生きることは学ぶこと。オレの雑食日記帳。

人前が強い人、一人が強い人

(写真:昼下りの木々 その2)

《人前が強い人、一人が強い人》

人前が強い人とは、一言で言えば、コミュニケーション能力の高い人です。
彼は自分の主張したいことを、分かりやすく伝えることに長けています。
自分の中で話の流れや論点が整理されていて、また、相手に応じて情報をセーブすることも忘れません。
きちんと自分の言いたいことを、納得感を持って聞いて貰えるので、人を動かす仕事に向いています。

かたや、一人が強い人は、豊富な知識や、自由な発想が強みです。自分の中では、きちんとそれらの情報が整理できていて、高度な論理を組み立てることができます。
ただ、それをそのまま伝えようとすると、相手は大抵の場合、混乱し拒絶反応を示します。
人前で喋ることには向きませんが、ある程度完成したアウトプットでなら、高い評価を得ることができます。

《それぞれの特性》

言わずと知れた前者は、営業、またはリーダー向きの人材であり、後者は技術、研究職向きの人材です。

しかし、どんな凄いことでも、まずはそれを分かりやすく伝えられてこそ、高い評価が得られると言うのが昨今の傾向のようです。
確かに、マイケル・サンデル教授のように教育者として、非常に高いコミュニケーションスキルやプレゼンスキルを持った人が評価されていますね。

後者の学究型の人材は、自分の中で複雑な論理を組み立てられるのが強みである反面、その複雑さ故に、それを人に伝えるのは不得手です。一生懸命説明しようとしても、斜め横のたすき掛けの論理や、三段跳びの超論理などを頭の中で駆使しているので、その調子で喋られた日には回りはビックリします。
結局、頭はよいけど、何を言っているかよく分からない人と烙印が押されて敬遠されます。
自分ではよく分かっでいることが、人には伝わらないのは、さぞや悔しいでしょうね。

《職制とリスペクト》

もちろん、難しいことを分かりやすく伝えられてこそ本当のプロです。

しかし、学究的な人材にコミュニケーション能力期待することは、脳の回転速度を落とせと言うに等しいのかも知れません。
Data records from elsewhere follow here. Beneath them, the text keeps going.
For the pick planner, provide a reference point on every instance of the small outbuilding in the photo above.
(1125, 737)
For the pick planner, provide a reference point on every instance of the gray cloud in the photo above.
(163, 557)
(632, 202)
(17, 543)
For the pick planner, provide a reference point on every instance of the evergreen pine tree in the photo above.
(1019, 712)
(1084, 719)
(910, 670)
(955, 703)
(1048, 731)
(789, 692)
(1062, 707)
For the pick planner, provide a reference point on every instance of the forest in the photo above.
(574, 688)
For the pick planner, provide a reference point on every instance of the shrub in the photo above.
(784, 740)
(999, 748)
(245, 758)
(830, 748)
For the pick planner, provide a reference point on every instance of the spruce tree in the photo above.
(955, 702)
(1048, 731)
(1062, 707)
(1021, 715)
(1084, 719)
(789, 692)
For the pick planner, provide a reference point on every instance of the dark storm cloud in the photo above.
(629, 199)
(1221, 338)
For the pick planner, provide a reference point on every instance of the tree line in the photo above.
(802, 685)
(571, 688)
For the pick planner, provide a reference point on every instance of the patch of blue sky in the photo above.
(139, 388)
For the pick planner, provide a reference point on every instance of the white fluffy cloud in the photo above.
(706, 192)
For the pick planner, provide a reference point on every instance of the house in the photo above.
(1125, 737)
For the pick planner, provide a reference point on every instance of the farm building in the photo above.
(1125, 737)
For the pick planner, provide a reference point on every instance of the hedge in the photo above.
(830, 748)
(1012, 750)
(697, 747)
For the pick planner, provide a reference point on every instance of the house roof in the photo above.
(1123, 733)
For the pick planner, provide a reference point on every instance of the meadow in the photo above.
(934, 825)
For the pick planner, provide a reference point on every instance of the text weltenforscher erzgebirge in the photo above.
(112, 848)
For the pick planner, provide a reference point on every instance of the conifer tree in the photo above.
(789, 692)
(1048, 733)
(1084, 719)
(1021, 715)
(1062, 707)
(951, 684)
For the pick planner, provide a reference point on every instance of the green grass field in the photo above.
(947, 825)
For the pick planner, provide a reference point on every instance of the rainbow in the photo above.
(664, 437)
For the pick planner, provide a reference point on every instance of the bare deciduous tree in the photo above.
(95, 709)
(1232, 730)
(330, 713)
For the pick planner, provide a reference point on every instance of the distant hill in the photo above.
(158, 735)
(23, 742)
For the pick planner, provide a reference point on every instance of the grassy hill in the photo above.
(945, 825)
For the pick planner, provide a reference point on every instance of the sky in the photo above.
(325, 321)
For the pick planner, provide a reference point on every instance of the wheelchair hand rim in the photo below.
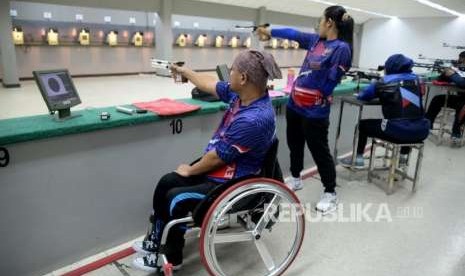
(300, 231)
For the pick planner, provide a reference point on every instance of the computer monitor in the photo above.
(223, 72)
(58, 91)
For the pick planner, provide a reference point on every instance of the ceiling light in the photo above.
(352, 8)
(439, 7)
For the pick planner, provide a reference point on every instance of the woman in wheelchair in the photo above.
(237, 149)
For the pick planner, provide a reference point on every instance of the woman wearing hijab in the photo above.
(401, 99)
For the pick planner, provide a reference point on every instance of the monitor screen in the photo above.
(57, 89)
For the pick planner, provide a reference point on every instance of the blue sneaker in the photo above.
(456, 140)
(359, 162)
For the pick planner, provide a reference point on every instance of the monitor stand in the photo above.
(65, 114)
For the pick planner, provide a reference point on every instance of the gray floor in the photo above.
(425, 237)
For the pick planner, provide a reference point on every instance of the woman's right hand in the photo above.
(264, 34)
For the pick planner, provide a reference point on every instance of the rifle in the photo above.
(360, 74)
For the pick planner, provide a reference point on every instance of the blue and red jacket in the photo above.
(401, 99)
(243, 137)
(325, 64)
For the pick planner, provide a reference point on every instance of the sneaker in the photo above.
(403, 160)
(327, 204)
(295, 183)
(148, 263)
(347, 162)
(151, 242)
(456, 140)
(145, 246)
(224, 222)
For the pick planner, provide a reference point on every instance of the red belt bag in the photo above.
(307, 97)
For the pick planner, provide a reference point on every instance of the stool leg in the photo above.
(418, 168)
(392, 169)
(372, 161)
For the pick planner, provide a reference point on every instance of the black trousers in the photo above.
(314, 132)
(372, 128)
(456, 102)
(174, 197)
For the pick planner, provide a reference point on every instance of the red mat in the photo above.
(167, 107)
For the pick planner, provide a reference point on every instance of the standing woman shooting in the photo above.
(329, 56)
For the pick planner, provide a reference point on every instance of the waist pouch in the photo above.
(303, 97)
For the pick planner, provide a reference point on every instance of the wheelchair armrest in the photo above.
(202, 208)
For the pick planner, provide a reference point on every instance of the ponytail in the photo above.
(344, 24)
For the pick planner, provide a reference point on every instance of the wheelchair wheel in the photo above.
(250, 246)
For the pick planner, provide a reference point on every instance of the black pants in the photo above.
(174, 197)
(315, 133)
(372, 128)
(456, 102)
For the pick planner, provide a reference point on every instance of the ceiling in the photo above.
(399, 8)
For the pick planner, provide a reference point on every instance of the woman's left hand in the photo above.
(184, 170)
(449, 72)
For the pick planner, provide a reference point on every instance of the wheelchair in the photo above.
(253, 207)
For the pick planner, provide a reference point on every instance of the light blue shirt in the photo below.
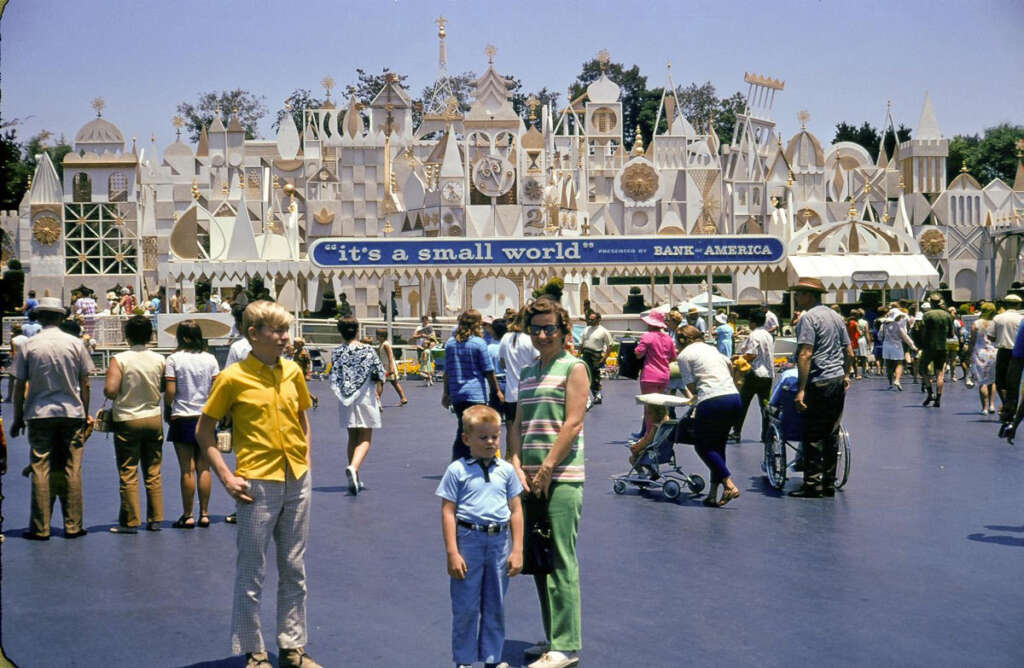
(476, 500)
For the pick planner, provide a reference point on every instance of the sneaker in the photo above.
(258, 660)
(353, 481)
(556, 659)
(296, 658)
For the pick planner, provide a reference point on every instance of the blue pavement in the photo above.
(916, 562)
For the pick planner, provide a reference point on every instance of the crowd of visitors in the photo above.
(521, 371)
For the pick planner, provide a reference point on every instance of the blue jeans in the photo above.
(478, 601)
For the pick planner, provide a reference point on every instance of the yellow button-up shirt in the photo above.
(265, 404)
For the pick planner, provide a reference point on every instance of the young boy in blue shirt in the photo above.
(481, 522)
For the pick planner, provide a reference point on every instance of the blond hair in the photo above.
(264, 314)
(479, 414)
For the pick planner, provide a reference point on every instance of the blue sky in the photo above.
(840, 60)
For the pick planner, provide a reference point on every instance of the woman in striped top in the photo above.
(546, 449)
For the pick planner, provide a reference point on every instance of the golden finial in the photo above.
(532, 102)
(637, 142)
(328, 83)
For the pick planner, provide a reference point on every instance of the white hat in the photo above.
(51, 304)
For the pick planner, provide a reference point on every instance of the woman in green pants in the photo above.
(546, 449)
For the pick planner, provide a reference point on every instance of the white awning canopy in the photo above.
(841, 272)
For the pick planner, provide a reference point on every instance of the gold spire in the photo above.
(328, 83)
(532, 102)
(637, 142)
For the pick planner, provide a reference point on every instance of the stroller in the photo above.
(655, 465)
(783, 432)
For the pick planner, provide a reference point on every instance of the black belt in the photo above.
(489, 529)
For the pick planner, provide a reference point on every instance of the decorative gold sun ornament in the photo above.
(639, 181)
(933, 242)
(46, 230)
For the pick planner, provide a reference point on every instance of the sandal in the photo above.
(728, 495)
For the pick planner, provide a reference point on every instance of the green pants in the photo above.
(559, 592)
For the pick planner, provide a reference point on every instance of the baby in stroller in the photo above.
(652, 458)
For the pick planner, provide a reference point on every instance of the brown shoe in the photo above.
(258, 660)
(296, 658)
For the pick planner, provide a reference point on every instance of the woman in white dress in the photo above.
(982, 353)
(894, 335)
(356, 379)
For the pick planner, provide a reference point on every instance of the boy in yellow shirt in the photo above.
(266, 398)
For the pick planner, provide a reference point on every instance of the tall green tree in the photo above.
(636, 98)
(250, 109)
(299, 100)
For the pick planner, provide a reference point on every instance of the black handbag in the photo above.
(538, 548)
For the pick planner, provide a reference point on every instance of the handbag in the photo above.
(538, 547)
(224, 441)
(103, 422)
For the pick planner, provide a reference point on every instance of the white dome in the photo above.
(99, 130)
(603, 90)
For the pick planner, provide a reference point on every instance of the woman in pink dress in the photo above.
(657, 350)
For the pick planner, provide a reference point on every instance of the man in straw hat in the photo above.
(56, 367)
(823, 359)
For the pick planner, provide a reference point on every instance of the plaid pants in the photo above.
(279, 511)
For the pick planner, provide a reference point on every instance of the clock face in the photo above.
(639, 181)
(452, 193)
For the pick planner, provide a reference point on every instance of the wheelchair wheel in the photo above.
(774, 459)
(843, 458)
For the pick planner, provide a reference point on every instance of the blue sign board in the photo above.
(562, 251)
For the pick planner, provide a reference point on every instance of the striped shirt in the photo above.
(542, 404)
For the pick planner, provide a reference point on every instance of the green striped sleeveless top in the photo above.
(542, 404)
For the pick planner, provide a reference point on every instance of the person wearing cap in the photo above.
(936, 329)
(56, 367)
(823, 357)
(594, 345)
(892, 332)
(693, 319)
(723, 335)
(1005, 328)
(656, 349)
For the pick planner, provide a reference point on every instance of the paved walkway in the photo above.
(918, 562)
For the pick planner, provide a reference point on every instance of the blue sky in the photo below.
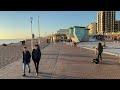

でなければ、人に合わせることはできないでしょう。
そして、その分彼が試験研究に集中していたら上げられたはずの、高い成果が失われる可能性もあります。

確かに、昨今のスピード重視、規模重視の流れの中では、一人で完結できない仕事の割合が増え、業績を左右する要因として、人脈や部署間の連携と言ったコミュニケーションが必要になっているのは事実です。
しかし、その流れで、コミュニケーション下手な学究的な人材を排除するたいへんな損失です。
現にグーグルは、社員の自主性を重んじて、学究的な人材の価値を認めているから、独自で先進的な取り組みができているのでしょう。
ゆえに、コミュニケーションが得意な営業マン的な人材と、一人が強い学究的な人材、そのどちらかに評価を偏らせるのでなく、お互いの特性を認めて活かしてこそ、企業は強くなると思うのですが、いかがでしょうか。